Calling her "Dirty Harriet," and claiming she hasn't "a detectable smidgen of estrogen," Victor attempts to turn the tomboy Gracie into the perfect contestant. This provides many opportunities for Bullock to use her physical clowning skills with some truly funny results. It also gives the movie plenty of opportunities to include sexual innuendo, shots of women dressing (no explicit nudity) or adjusting their bras, while male agents peep at them through a surveillance camera.
With the exception of Bullock and William Shatner, who plays the pageant's hip but slightly out of date Master of Ceremonies, the rest of this movie comes off tired and disorganized. And the developing romance between Eric and Gracie is never believable, perhaps due to Bratt's less than charming performance or Bullock's ability to convince us she really is one of the guys.

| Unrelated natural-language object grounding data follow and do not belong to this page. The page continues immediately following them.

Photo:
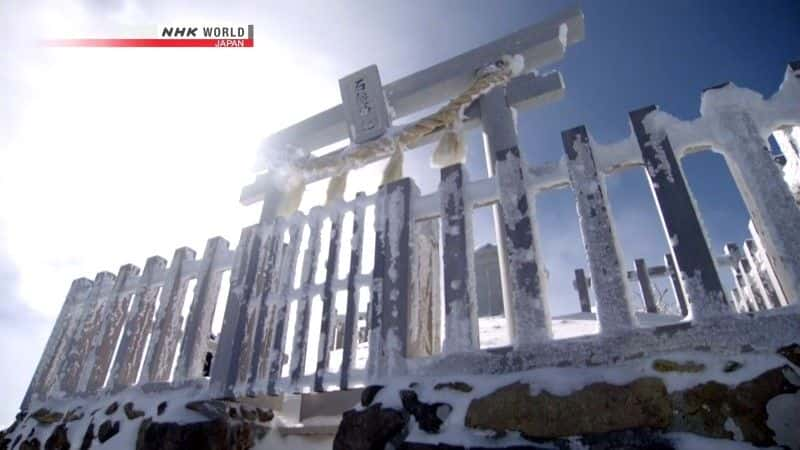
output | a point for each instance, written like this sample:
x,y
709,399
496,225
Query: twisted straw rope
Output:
x,y
445,117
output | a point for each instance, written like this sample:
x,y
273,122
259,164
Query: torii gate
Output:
x,y
368,109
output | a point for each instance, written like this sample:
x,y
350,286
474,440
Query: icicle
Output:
x,y
336,188
292,198
451,149
394,169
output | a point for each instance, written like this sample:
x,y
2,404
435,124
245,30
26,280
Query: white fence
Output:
x,y
124,330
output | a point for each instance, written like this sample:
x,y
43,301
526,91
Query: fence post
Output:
x,y
281,299
425,316
582,286
744,292
461,311
760,275
326,330
674,279
111,320
310,260
267,279
645,286
769,201
87,327
749,277
499,133
55,348
227,364
375,365
138,325
614,306
693,258
350,343
194,344
167,326
390,310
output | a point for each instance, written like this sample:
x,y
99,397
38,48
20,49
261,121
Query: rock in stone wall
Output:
x,y
669,402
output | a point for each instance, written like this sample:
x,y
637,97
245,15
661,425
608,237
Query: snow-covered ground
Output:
x,y
493,333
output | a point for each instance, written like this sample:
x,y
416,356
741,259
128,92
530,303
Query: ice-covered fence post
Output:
x,y
425,316
353,294
167,326
258,283
88,327
766,264
288,265
59,337
760,277
582,286
302,324
614,306
112,318
769,201
267,284
744,292
327,324
227,359
674,279
499,133
460,304
198,323
645,286
739,303
693,258
750,285
391,278
137,325
528,314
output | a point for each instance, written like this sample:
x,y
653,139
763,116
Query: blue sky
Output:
x,y
110,156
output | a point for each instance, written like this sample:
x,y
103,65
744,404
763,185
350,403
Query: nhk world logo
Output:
x,y
166,36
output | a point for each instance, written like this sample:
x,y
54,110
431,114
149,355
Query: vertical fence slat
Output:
x,y
374,312
268,279
500,132
760,276
425,316
166,327
693,258
287,273
614,305
766,263
398,269
88,326
460,303
310,260
197,334
674,279
734,253
738,301
326,337
531,310
747,272
645,286
112,318
225,369
744,293
353,294
255,308
138,325
56,343
582,286
768,198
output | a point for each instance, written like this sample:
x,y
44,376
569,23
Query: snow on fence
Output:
x,y
124,330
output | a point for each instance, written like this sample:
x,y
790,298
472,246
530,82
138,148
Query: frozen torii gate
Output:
x,y
122,331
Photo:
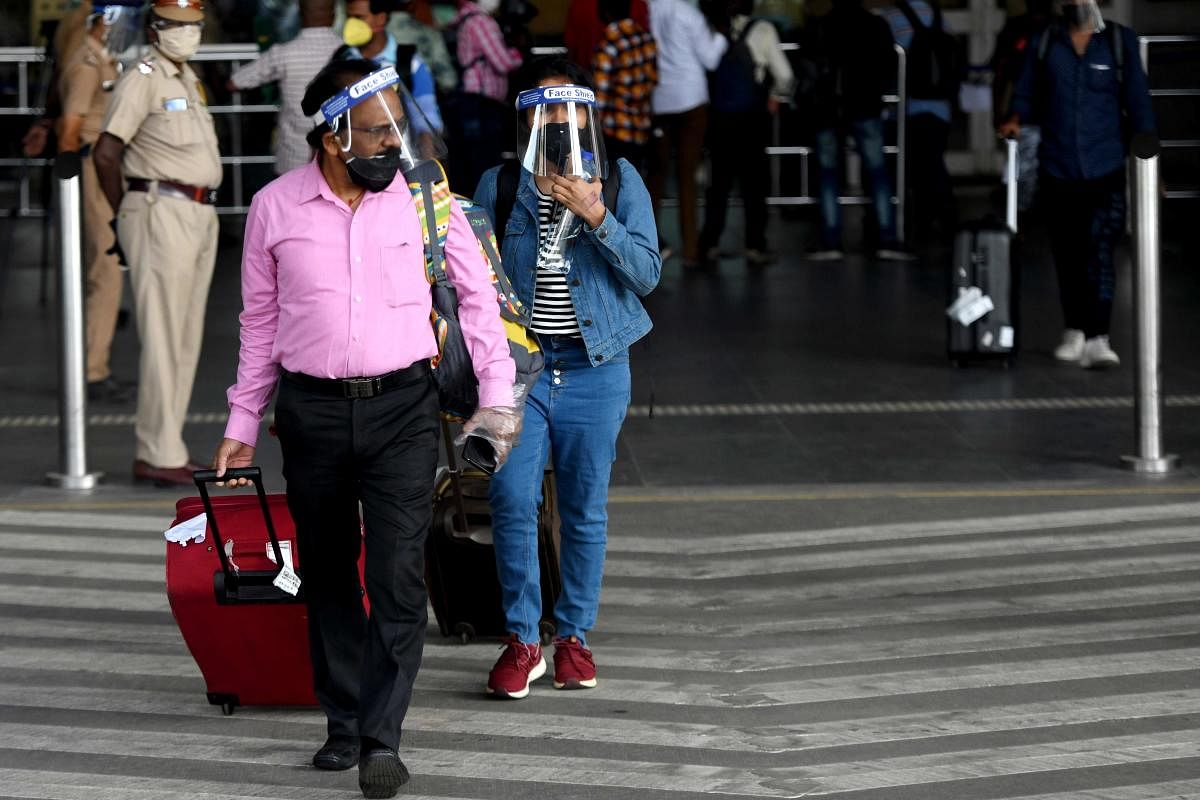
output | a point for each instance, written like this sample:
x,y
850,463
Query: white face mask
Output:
x,y
179,43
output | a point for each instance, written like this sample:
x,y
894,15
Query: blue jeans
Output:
x,y
869,138
574,414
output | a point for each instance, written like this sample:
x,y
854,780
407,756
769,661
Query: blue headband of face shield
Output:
x,y
547,95
343,101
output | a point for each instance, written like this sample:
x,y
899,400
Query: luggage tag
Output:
x,y
971,305
286,548
287,581
190,530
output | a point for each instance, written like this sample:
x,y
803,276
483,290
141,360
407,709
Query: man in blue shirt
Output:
x,y
1084,83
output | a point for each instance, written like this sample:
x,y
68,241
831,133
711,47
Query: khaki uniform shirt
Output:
x,y
159,110
87,85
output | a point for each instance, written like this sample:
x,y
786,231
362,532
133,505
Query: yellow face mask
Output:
x,y
357,32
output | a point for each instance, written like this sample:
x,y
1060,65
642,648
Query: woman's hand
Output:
x,y
586,199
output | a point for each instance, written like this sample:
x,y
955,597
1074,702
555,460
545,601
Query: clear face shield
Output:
x,y
561,133
1081,14
124,29
379,130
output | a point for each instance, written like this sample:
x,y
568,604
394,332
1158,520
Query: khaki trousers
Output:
x,y
172,247
103,296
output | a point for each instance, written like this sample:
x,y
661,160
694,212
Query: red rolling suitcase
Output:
x,y
249,637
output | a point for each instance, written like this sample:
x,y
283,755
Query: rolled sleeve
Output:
x,y
257,370
629,239
479,313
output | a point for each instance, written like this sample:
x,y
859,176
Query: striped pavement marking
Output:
x,y
727,409
1035,655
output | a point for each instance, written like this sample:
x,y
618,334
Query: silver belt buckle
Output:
x,y
357,388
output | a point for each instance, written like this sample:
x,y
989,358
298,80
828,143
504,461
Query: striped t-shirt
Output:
x,y
552,310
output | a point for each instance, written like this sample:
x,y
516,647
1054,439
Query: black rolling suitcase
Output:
x,y
984,280
460,559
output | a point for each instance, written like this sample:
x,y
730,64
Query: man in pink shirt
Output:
x,y
336,311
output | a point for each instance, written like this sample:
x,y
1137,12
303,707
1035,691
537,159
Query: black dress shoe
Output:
x,y
111,391
382,773
337,753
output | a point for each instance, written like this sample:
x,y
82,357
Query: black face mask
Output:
x,y
558,143
1073,16
377,173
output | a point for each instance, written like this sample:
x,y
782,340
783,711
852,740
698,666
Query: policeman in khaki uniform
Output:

Even Candice Bergen fails in her portrayal as the grueling pageant taskmistress, sounding more like Cruella DeVil than a believable entity in charge of a major franchise.
Full of typecast homosexuals, cops, and beauty contestants, as well as moderate profanities, terms of Deity used as expletives, and violence (including a shooting), the film may miss the congeniality family viewers are seeking.